Já havia falado nele num texto do blog.
Vivia no Lar dos Velhos e muitas vezes o visitei, mas não tantas como ele gostaria.
Convivi com ele a maior parte da minha vida, pois tinha menos de 7 anos quando o conheci.
Frente a um grupo, quando eu estava com ele, costumava comentar, rindo:
-" Ela sentou no meu colo".
Era como um pai ou como um irmão mais velho, pra mim.
Nunca o vi brabo nem agressivo nem brigar com ninguém. Era muito gentil e educado.
Chegou como imigrante da Hungria bastante jovem.

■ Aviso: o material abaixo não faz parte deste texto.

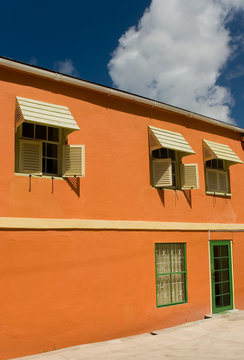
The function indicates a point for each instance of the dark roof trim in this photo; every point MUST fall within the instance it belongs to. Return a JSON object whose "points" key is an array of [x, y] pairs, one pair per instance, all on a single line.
{"points": [[67, 79]]}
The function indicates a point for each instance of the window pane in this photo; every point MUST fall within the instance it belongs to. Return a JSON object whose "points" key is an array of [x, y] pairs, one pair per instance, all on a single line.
{"points": [[52, 150], [44, 149], [52, 166], [28, 130], [41, 132], [163, 290], [163, 258], [220, 164], [170, 274], [53, 134], [177, 257], [171, 154], [178, 287]]}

Quando conheceu Hanna, minha irmã mais velha, se apaixonaram e ela largou todos os possíveis "bons partidos", segundo minha mãe, para com ele casar.
Formaram uma família com três filhos que tiveram seus próprios filhos.
Dia 17 de março fui na comemoração dos seus 87 anos, o achei abatido e fraco, pois tinha retornado do hospital fazia pouco tempo, mas estava lúcido como sempre e interagindo com todos.
Logo voltou a sentir-se mal e tiveram que novamente o internar e foi piorando, dia a dia, até que ontem morreu.
Sua imagem e as boas lembranças ficam guardadas dentro de mim e mais uma vez fico a refletir sobre a finitude, que é triste, muito triste.